Nationwide, the U.S. uninsured rate is 8.8 percent, down from 16 percent in 2010, according to the new survey, released Feb. 14. The new figures show what may be motivating recent backlash at town hall and other events over Republican-led plans to repeal Obamacare.
IMMIGRATION DEBATE: Secretary of State Alex Padilla is launching a new effort to protect consumers seeking help from immigration consultants – professionals who assist immigrants with non-legal help, such as translating answers on immigration forms. Padilla said such help is needed given moves by President Donald Trump and his administration to crack down on undocumented immigrants and those seeking to come to the U.S.
Consultants are prohibited from giving legal advice, and have to meet Secretary of State requirements, including passing a background check and filing a consultant disclosure form with Padilla’s office.
Padilla is expected to give details on new protections at a news conference scheduled for 11:30 a.m. at the Ronald Reagan State Building in Los Angeles.
RECYCLING 2.0: State Sen. Bob Wieckowski, D-Fremont, convenes a Senate Environmental Quality Committee oversight hearing on the state’s efforts to overhaul California’s bottle recycling program, established in 1986.

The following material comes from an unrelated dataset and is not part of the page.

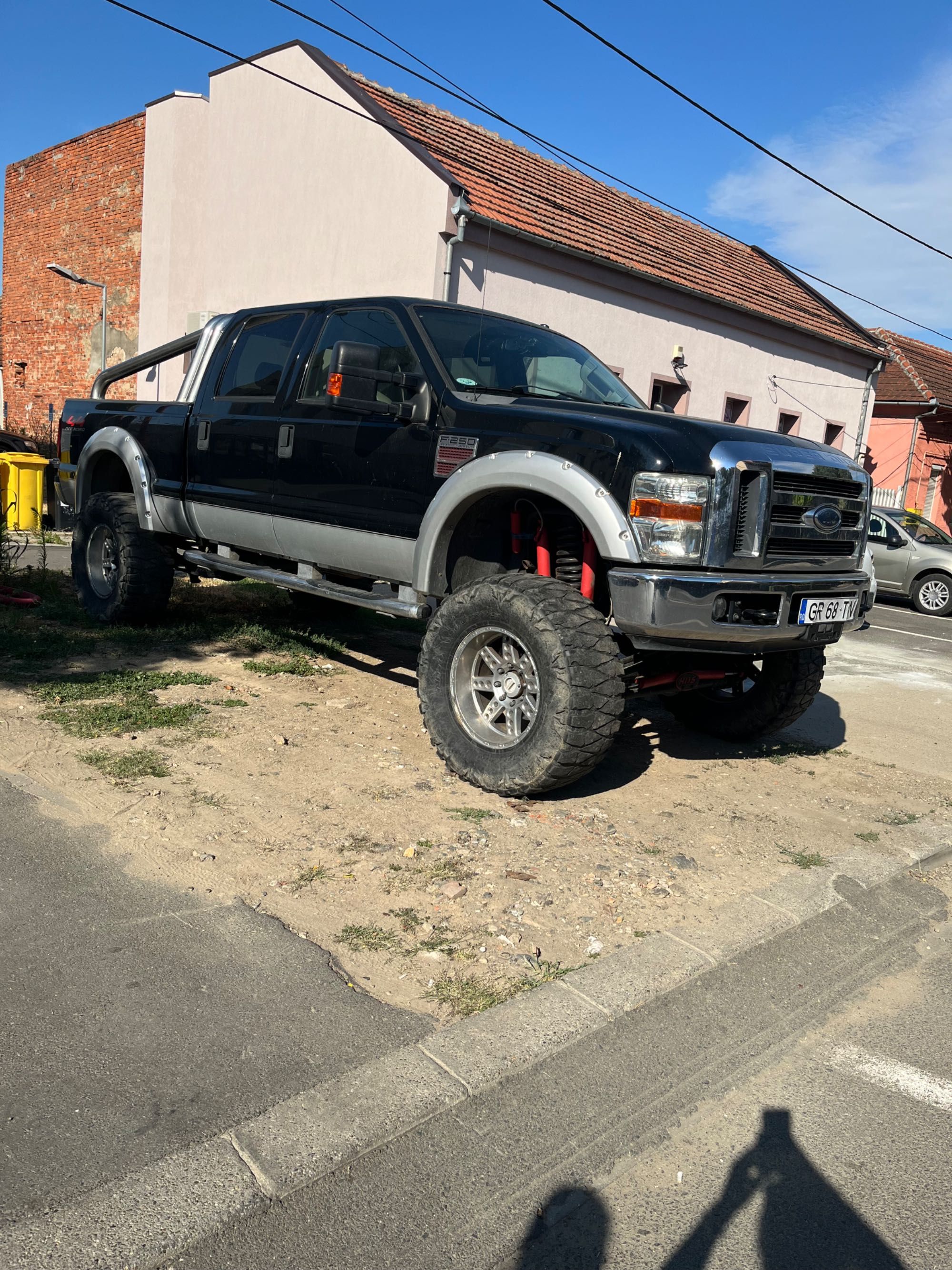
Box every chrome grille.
[703,440,870,571]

The law is credited with preventing billions of beverage bottles from littering streets and highways, but major reforms are needed, state officials have said. California’s complex recycling system and financial problems have prompted a wave of recycling center closures to ripple across the state in recent years.
Scott Smithline, director of CalRecycle, will present an overview of current issues facing the recycling program and Gov. Jerry Brown’s reform proposal. The hearing is at 9:30 a.m. in Room 3191 of the Capitol.

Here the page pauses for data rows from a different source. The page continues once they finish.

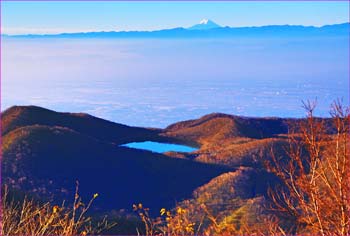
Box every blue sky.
[1,1,349,34]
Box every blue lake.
[1,37,349,128]
[122,141,198,153]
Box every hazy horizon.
[2,37,349,127]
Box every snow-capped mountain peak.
[188,19,221,30]
[199,19,209,25]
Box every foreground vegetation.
[1,101,350,235]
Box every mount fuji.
[187,19,221,30]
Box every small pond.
[122,141,198,153]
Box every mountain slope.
[187,19,221,30]
[1,106,175,144]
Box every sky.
[0,1,349,34]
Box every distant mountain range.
[2,19,349,38]
[1,106,340,235]
[187,19,221,30]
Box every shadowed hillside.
[1,106,341,235]
[2,107,229,215]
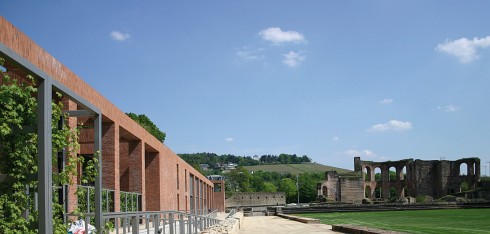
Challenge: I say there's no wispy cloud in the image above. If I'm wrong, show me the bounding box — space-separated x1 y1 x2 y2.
282 51 306 67
379 98 393 105
259 28 306 45
110 31 131 41
368 120 412 132
436 36 490 63
235 46 265 60
437 104 459 112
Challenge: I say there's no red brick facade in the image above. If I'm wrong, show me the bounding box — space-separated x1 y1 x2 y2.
0 17 224 211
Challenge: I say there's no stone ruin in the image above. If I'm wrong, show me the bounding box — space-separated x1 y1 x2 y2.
317 157 480 203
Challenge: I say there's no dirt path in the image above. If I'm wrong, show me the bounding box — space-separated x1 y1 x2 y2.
238 216 336 234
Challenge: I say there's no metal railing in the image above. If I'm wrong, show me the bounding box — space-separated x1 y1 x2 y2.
119 191 143 212
66 211 220 234
78 185 116 213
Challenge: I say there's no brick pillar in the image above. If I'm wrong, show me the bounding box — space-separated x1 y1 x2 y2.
102 123 120 212
145 152 162 211
62 98 78 213
129 140 146 211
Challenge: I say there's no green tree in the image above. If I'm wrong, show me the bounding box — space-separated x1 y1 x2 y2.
126 112 166 142
0 59 88 233
277 178 298 203
262 182 277 193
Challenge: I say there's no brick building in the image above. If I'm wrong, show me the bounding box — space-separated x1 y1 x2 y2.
0 17 224 233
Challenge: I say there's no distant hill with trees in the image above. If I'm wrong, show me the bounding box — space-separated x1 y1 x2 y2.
244 163 352 175
178 153 352 203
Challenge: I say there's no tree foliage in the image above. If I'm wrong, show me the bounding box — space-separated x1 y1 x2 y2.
0 59 97 233
126 112 167 142
224 167 323 203
179 153 311 169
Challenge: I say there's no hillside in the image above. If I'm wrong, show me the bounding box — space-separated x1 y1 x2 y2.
244 163 352 175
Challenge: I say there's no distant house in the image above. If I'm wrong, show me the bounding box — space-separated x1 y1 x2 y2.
199 164 209 171
225 163 238 170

FROM THE BELTWAY: Beyond the Bubble – new political podcast from McClatchy.
CONSUMER ALERT: California Attorney General Xavier Becerra is warning those who were affected by the Oroville Dam evacuations to beware of price gouging, and he urged people who want help those who were evacuated this week to take precautions if donating. Although the crisis at the Oroville Dam is stabilized for now, another storm system is headed to the region later this week and evacuation orders could be reinstated.
People who want to give money or other donations should watch out for scams or other potential wrongdoing following natural disasters or other emergencies, Becerra said in a statement. He suggested people give to reputable organizations or those they trust, saying charities formed overnight often lack the expertise to respond during disaster relief efforts. He said people should do their research before giving and gave some tips on how to avoid theft or scams.
He also cautioned against price-gouging. State law generally prohibits businesses to hike prices more than 10 percent for things like hotel rooms, building materials, food and gas following an emergency declaration.
“California’s price gouging law protects people impacted by an emergency from illegal price gouging on gas, food, housing, and other essential supplies,” Becerra said.“I urge hotels, gas stations and other businesses operating in and around the evacuation area to understand and comply with the law, and I encourage anyone who has information regarding illegal price gouging to report it to our office.”
WORTH REPEATING: “We’re optimistic that he is going to let the experiment continue.” – Colorado Gov. John Hickenlooper, at a California state Senate hearing about Trump’s stance on states legalizing pot – contrary to federal law.